The similarities, sadly, don't include attention to detail. There are a number of usability bugs.
  • There's no cut and paste
  • There are two home screens. Both have buttons that launch apps. The second is a simple list; the first has a subset of the apps with larger icons. But both of them scroll, complete with a mini-scrollbar that fades in and out of view. Also, the first home screen's icons are inexplicably not the same size. Some are rectangles, some are squares. Some are two-tone, others are an... eclectic mix of colors.
  • Positioning the cursor in a textbox is difficult and imprecise. It doesn't work nearly as well as the iOS magnifying glass.
  • When you slide your thumb inside a multiline textbox, it doesn't scroll. Instead, it simply moves the cursor around. You have to hit the scrollbar on the side (which looks like it's straight out of Windows 95, square and gray with a 1px bevel). Then, when you pull the scrollbar down, the page scrolls up, as though you had grabbed part of the page and pulled it downward. This means that the scrollbar right under your thumb is also moving upward. Strikingly unintuitive.

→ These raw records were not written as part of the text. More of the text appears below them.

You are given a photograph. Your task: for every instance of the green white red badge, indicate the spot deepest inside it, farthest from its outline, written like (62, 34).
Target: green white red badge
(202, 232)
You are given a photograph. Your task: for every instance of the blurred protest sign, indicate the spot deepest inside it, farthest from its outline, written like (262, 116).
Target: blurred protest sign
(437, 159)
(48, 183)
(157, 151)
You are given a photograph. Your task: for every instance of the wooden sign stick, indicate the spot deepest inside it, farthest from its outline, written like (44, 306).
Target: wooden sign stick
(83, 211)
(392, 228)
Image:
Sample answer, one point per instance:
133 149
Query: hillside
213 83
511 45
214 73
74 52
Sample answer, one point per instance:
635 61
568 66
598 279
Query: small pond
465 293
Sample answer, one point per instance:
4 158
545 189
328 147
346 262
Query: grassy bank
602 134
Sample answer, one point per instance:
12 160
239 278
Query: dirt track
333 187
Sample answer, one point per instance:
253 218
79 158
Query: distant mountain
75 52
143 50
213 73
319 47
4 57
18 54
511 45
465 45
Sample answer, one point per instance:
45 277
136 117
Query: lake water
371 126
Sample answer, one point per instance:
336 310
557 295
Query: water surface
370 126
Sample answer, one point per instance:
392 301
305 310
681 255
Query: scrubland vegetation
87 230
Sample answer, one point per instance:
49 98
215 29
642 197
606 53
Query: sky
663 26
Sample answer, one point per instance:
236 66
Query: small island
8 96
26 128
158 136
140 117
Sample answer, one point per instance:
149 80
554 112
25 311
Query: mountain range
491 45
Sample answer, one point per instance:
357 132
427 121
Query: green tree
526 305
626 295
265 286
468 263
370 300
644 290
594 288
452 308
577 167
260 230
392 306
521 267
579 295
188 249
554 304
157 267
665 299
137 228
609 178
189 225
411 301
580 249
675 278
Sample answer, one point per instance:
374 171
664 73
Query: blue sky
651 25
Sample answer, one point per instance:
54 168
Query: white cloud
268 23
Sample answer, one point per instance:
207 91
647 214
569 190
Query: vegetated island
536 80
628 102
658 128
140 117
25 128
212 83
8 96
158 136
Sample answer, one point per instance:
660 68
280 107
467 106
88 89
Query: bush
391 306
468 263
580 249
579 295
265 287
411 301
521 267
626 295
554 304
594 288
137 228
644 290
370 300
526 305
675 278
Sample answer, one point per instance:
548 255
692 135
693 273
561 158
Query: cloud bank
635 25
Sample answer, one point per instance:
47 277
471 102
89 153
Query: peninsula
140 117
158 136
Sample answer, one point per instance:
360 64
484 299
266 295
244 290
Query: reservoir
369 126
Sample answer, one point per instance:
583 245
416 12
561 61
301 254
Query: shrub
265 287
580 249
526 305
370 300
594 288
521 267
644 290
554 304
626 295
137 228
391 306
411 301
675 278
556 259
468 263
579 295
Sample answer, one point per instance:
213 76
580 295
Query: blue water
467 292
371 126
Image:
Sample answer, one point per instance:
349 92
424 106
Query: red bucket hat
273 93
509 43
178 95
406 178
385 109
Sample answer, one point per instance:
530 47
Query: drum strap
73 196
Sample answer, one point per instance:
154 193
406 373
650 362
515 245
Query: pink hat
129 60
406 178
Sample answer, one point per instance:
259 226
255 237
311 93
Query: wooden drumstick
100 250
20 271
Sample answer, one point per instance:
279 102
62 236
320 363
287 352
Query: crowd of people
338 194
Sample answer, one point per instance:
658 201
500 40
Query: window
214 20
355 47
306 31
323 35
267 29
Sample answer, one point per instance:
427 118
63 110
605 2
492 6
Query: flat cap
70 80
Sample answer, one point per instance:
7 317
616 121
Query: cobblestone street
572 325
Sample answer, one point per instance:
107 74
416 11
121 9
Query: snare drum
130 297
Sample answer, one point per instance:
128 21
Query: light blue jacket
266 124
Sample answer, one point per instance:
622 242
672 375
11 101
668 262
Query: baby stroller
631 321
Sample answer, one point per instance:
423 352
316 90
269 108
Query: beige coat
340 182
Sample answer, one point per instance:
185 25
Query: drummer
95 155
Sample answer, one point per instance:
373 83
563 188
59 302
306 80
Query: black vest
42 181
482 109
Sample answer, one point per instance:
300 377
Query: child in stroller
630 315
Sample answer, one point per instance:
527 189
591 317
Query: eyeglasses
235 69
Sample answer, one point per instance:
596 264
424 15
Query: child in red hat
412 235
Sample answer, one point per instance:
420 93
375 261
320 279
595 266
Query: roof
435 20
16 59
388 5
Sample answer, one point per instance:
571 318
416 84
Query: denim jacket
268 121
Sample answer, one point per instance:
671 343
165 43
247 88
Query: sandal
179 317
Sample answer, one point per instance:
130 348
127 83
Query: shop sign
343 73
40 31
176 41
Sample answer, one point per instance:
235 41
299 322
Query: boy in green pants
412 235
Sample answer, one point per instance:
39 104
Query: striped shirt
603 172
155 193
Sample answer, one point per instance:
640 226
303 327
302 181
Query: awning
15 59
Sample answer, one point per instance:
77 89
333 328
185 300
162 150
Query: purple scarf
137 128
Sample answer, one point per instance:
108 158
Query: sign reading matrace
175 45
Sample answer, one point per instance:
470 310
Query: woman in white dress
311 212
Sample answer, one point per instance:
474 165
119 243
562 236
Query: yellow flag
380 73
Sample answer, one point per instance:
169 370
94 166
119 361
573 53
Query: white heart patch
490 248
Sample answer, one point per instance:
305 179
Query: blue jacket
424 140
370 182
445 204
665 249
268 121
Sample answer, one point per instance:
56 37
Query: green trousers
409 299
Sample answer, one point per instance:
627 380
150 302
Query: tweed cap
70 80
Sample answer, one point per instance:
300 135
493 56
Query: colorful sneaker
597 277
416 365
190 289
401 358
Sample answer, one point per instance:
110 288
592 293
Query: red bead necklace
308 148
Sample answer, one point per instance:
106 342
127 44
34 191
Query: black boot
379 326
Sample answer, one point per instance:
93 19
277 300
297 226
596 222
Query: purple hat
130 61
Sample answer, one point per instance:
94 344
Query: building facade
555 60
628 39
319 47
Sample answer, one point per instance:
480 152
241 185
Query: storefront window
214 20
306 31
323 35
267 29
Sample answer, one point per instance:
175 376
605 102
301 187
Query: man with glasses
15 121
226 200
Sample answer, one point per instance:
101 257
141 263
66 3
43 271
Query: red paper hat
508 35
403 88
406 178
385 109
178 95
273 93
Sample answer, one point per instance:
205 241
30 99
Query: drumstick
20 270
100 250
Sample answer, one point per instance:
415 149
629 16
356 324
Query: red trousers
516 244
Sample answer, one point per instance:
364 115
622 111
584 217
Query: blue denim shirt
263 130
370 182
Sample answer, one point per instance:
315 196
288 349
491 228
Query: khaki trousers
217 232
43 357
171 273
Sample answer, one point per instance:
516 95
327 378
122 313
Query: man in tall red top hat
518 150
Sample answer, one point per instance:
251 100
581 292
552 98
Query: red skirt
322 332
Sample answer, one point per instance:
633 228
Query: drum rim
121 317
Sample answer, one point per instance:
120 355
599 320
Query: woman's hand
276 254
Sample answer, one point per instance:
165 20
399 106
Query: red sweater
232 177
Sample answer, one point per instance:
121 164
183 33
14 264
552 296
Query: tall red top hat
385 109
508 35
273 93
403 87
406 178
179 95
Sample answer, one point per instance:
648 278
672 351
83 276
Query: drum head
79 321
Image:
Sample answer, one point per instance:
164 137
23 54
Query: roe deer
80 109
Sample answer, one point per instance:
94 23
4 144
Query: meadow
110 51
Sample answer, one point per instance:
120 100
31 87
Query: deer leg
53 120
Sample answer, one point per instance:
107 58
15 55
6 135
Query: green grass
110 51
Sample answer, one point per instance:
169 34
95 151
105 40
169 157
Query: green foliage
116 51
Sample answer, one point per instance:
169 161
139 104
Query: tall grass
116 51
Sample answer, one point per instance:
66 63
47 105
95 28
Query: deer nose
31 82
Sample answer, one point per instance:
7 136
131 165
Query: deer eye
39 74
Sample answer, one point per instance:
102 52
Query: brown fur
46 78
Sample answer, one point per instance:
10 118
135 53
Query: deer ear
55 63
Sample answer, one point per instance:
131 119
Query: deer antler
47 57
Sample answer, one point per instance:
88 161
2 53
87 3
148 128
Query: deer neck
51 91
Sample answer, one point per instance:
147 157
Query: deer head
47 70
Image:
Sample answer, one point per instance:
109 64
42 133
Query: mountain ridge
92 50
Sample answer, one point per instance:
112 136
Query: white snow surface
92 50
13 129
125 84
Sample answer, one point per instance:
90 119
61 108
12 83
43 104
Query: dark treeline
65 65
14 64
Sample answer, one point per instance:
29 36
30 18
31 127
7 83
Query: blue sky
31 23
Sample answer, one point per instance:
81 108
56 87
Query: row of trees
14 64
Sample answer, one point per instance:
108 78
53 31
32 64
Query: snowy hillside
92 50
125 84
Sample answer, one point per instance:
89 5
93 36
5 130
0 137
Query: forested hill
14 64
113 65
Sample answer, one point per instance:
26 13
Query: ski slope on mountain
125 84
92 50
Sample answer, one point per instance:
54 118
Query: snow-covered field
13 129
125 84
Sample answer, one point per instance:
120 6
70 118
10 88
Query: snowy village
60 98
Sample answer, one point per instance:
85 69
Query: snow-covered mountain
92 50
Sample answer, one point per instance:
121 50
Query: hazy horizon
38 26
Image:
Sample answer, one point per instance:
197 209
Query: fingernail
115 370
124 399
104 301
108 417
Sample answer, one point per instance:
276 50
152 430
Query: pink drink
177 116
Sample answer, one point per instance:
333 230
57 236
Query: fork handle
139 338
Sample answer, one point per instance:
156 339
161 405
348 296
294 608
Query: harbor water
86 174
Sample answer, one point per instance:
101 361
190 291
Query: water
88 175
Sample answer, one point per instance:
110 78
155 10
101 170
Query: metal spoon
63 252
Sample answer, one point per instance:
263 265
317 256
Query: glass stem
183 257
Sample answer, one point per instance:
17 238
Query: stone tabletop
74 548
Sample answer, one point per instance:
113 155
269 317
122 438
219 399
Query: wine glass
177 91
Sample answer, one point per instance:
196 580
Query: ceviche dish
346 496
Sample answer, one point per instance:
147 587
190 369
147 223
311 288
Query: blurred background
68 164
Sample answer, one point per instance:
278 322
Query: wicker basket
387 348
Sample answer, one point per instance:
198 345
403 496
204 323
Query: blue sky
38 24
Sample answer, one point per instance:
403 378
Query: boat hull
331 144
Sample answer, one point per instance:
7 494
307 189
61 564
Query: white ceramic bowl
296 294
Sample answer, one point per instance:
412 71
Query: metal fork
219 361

...and those are just the ones that stood out to me. But the single most annoying issue, in my opinion, is the home button. Unlike the iPhone's slightly recessed physical button, the HTC HD7 simply has a printed Windows logo. The touch sensitivity apparently extends below the screen. This makes the button maddeningly easy to hit accidentally, while typing. It's right underneath the bottommost row of keys. In fact, I started typing this post on the HD7, ended up on the home screen at least five times despite being careful, gave up and am now finishing it on a laptop. This issue is especially bad since it can't be fixed with a software update. This is a hardware problem. A quick search on Google Images shows that many Win7 phones--not just the HD7--seem to have this problem.
 
Now, I wouldn't want you to leave this blog thinking you'd read yet another Apple fanboy rant regarding Microsoft interface design, or lack thereof. In fact, the reason Win7 Phone makes me sad is because I'm the opposite of a fanboy. I love the Nokia N900, with its large battery, gorgeous Carl Zeiss camera and full keyboard, running completely unencumbered Linux. The thought that most of Nokia's phones will soon be Windows 7 Phones means less competition for Apple, frankly, and that is always bad.